J’ai toujours un peu de mal à assumer socialement mon niveau de salaire et le fait qu’un quart de mes revenus soit issu des prestations sociales. C’est lié à la fois au regard porté par la société sur ces « assistés » (j’insiste sur les guillemets) dont je fais partie, donc, mais aussi à un lien plus profond entre réussite financière et réussite sociale, notamment vis-à-vis de ma famille et encore plus dans une situation où je développe ma propre activité. Alors que par ailleurs, je défends des valeurs de solidarité et d’équité, je me dis que sur ce sujet je suis bien perméable aux discours néolibéraux sur la réussite individuelle !

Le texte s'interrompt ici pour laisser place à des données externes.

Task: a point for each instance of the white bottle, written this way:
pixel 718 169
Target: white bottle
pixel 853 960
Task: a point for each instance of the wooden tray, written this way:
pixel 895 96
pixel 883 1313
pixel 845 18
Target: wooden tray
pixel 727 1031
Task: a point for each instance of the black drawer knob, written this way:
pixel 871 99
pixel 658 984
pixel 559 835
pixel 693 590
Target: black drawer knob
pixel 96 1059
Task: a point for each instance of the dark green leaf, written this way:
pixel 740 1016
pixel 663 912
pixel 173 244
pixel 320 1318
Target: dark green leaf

L’Établi existe depuis un peu plus de deux ans, nous sommes encore en phase de développement, mais nous ne sommes pas sûr·es de nous dégager nos salaires idéaux en 2024. Ça ne dépend pas uniquement de nous, mais aussi de combien nos client·es sont en capacité de nous payer et plus largement de la valeur économique de nos activités.

Le tarif militant

Il y a quelques mois, j’ai passé un week-end à former des militantes du Planning familial du Morbihan sur les problématiques de discrimination et de réseaux sociaux. On y a parlé biais des algorithmes, cybersexisme, outils et posture. J’ai vraiment eu la sensation d’être au juste endroit, au croisement entre féminisme et technocritique. Sauf que. Si le Planning avait dû me payer mon tarif habituel, ma prestation elle-même aurait englouti quasiment leur budget annuel de formation. Nous avons donc convenu d’un tarif militant, de l’ordre de la moitié du tarif habituel, avec un hébergement chez l’habitante.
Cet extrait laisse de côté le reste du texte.